Defendants urge further that the trial court erred in declaring unconstitutional the ordinance provisions as construed herein. To sustain the judgment plaintiffs merely assert their conclusion that "refusal to issue the requested building permit makes plaintiffs' property utterly worthless." No attempt is made to show an absence of any relationship to public health, safety or welfare; nor do plaintiffs point to any evidence of the extent to which the market value of the lot is impaired. They rely solely upon the inference that "if it cannot be utilized for the erection of a home, then it has no value." This, we think, is not enough to sustain the burden of proof resting on one who assails the validity of an ordinance.
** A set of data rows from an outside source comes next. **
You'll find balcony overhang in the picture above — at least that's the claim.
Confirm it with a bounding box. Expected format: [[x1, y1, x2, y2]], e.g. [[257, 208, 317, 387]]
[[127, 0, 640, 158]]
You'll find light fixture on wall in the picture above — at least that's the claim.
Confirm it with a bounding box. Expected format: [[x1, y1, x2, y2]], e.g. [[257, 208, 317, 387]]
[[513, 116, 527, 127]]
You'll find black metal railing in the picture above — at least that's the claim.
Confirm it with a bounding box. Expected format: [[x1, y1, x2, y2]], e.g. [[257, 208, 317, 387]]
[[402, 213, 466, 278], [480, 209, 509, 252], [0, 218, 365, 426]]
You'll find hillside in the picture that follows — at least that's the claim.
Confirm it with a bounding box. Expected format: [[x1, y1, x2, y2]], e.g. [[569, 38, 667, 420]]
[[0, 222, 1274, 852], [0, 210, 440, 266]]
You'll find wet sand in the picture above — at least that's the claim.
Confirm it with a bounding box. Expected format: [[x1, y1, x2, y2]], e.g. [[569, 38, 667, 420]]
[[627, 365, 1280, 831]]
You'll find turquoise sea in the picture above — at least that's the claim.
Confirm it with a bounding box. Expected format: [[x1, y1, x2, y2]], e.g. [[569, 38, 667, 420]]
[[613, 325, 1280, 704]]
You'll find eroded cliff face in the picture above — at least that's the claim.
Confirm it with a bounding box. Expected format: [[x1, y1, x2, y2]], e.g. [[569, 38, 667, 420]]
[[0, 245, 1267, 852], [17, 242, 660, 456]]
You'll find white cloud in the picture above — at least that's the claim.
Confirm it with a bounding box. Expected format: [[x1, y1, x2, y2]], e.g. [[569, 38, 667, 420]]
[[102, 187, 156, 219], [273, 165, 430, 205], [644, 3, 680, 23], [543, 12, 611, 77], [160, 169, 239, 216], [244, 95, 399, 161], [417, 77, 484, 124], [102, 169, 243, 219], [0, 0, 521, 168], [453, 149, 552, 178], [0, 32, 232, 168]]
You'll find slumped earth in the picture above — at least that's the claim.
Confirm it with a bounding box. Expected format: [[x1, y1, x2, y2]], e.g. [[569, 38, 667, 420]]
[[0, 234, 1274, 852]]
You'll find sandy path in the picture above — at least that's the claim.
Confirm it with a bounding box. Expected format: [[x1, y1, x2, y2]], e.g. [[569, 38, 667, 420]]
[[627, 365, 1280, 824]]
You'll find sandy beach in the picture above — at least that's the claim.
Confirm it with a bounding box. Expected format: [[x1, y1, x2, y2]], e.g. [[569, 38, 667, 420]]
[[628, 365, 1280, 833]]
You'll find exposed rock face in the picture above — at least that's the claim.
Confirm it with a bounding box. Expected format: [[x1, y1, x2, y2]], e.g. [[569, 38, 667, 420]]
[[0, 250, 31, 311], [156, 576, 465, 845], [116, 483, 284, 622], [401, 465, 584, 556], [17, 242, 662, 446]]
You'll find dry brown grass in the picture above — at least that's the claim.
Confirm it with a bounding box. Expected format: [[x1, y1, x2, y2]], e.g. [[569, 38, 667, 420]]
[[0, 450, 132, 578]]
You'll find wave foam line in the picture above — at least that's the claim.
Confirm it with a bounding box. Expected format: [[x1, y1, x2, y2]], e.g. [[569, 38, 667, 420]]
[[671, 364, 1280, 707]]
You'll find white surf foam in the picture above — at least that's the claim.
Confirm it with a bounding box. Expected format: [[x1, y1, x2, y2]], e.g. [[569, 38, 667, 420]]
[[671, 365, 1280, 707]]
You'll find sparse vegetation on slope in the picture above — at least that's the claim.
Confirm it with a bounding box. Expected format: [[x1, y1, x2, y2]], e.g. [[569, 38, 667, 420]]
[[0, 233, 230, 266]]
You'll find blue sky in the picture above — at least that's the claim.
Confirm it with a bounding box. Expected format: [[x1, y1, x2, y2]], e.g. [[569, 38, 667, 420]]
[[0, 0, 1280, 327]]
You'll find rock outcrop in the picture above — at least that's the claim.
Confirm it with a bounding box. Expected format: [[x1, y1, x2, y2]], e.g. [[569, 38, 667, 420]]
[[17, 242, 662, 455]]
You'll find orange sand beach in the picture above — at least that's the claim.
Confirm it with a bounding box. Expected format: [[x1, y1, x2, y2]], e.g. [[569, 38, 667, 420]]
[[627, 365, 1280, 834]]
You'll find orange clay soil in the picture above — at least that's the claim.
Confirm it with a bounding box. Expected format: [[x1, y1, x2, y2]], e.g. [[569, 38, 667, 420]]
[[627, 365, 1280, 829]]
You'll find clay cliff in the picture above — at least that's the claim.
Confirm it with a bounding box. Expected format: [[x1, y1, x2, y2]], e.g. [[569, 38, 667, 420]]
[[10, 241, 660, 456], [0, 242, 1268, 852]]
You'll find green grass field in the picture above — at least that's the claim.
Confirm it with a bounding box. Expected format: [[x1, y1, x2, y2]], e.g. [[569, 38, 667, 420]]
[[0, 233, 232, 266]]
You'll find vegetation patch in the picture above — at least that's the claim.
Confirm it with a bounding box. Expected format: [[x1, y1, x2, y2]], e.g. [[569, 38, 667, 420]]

To overcome the presumption of validity, it is encumbent upon the property *453 owner to prove by clear and affirmative evidence that the restriction is arbitrary and unreasonable. First National Bank of Lake Forest v. County of Lake, 7 Ill. 2d 213.

The present provisions were in effect for some 32 years prior to the plaintiffs' purchase. The 42-foot lot which they now own came into existence in 1928, when one who then owned 98 feet of frontage conveyed the south 56 feet thereof. At that time the area requirement had already been in existence for six years. It is not contended that the former owner could have avoided the requirement by conveying a portion of his lot and then insisting that as applied to the remainder the ordinance is invalid. Such a contention, if upheld, would render ineffective all attempts to regulate lot areas. But the plaintiffs here cannot acquire greater rights than those of their predecessor in title. They stand in the place of their grantor and are estopped by acts of their predecessor in title which would have estopped him from contesting the validity of the ordinance. Cf. Harmon v. City of Peoria, 373 Ill. 594, 602; Forbes v. Hubbard, 348 Ill. 166, 175-176.

In any event this court cannot say the ordinance has no reasonable relationship to legitimate objects of the police power. As the Massachusetts Supreme Judicial Court observed in Simon v. Town of Needham, 311 Mass. 560, 42 N.E.2d 516: "The establishment of a neighborhood of homes in such a way as to avoid congestion in the streets, to secure safety from fire and other dangers, to prevent overcrowding of land, to obtain adequate light, air and sunshine, and to enable it to be furnished with transportation, water, light, sewer and other public necessities, which when established would tend to improve and beautify the town and would harmonize with the natural charcteristics of the locality, could be materially facilitated by a regulation that prescribed a reasonable minimum area for house lots."

We conclude that the ordinance provisions in dispute, *454 when properly construed, require an area of at least one fifth of an acre for a home, and that as so construed they are not arbitrary or unreasonable in their application to the plaintiffs' property. The judgment of the circuit court is reversed and the cause is remanded with directions to enter judgment for defendants in accordance with the views herein expressed.

Reversed and remanded, with directions.